The International Air Transport Association (IATA) announced full-year traffic data for 2012 showing a 5.3% year-on-year increase in passenger demand and a 1.5% fall for cargo.
The 5.3% increase in passenger demand was slightly down on 2011 growth of 5.9% but above the 5% twenty-year average. Load factors for the year were near record levels at 79.1%. Demand in international markets expanded at a faster rate (6.0%) than domestic travel (4.0%). In both cases emerging markets were the main drivers of growth.
The 1.5% fall in demand for air cargo compared to 2011 marked the second consecutive year of decline, following a 0.6% contraction in 2011. The freight load factor for the year was 45.2%.
“Passenger demand grew strongly in 2012 despite the economic bad news that dominated much of the last twelve months. This demonstrates just how integral global air travel is for today’s connected world. At the same time, near-record load factors illustrate the extreme care with which airlines manage capacity. Growth and high aircraft utilization combined to help airlines deliver an estimated $6.7 billion profit in 2012 despite high fuel prices. But with a net profit margin of just 1.0% the industry is only just keeping its head above water,” said Tony Tyler, IATA’s Director General and CEO.

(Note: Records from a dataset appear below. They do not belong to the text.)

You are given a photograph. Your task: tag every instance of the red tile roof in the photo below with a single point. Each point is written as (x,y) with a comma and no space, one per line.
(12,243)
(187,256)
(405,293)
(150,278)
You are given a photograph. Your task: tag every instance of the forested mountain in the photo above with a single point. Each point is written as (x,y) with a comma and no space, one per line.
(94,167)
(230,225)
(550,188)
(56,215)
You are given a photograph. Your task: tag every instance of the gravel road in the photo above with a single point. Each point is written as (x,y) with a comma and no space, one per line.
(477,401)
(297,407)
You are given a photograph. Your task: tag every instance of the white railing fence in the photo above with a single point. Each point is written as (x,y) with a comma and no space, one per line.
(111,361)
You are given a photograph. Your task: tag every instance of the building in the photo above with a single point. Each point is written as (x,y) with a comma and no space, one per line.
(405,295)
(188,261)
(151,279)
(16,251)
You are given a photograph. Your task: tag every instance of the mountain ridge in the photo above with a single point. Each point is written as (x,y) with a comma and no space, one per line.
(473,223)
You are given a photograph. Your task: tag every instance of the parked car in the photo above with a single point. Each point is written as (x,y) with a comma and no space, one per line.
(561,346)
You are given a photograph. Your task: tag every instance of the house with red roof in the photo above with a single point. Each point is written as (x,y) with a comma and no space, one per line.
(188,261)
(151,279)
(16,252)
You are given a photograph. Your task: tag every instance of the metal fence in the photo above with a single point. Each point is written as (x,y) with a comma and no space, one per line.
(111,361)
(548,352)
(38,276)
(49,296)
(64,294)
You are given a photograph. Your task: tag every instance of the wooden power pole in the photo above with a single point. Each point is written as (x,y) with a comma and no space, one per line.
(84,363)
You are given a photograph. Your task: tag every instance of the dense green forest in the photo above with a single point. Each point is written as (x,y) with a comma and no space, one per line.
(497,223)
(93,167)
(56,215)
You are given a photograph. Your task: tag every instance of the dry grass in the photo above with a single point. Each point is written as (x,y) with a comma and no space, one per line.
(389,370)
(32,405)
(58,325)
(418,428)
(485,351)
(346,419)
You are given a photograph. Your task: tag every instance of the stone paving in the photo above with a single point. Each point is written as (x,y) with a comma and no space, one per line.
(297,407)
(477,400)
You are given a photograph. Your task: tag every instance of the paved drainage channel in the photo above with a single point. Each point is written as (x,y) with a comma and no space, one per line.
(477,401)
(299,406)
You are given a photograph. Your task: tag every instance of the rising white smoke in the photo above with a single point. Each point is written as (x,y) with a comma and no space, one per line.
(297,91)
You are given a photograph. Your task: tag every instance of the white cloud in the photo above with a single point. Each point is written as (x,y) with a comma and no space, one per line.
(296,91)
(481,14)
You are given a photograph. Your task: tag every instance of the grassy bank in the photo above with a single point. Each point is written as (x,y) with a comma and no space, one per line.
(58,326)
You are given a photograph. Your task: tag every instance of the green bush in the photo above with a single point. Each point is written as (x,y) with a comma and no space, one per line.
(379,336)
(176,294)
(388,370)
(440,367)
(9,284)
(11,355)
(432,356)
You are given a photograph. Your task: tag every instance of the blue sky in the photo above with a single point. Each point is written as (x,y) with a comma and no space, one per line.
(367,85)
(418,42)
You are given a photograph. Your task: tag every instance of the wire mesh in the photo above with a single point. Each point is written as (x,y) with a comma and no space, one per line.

“In contrast to the growth in passenger markets the air cargo market contracted by 1.5%. The industry suffered a one-two punch. World trade declined sharply. And the goods that were traded shifted towards bulk commodities more suited for sea shipping. The outstanding bright spot was the development of trade between Asia and Africa which supported strong growth for airlines based in the Middle East (14.7%) and Africa (7.1%),” said Tyler.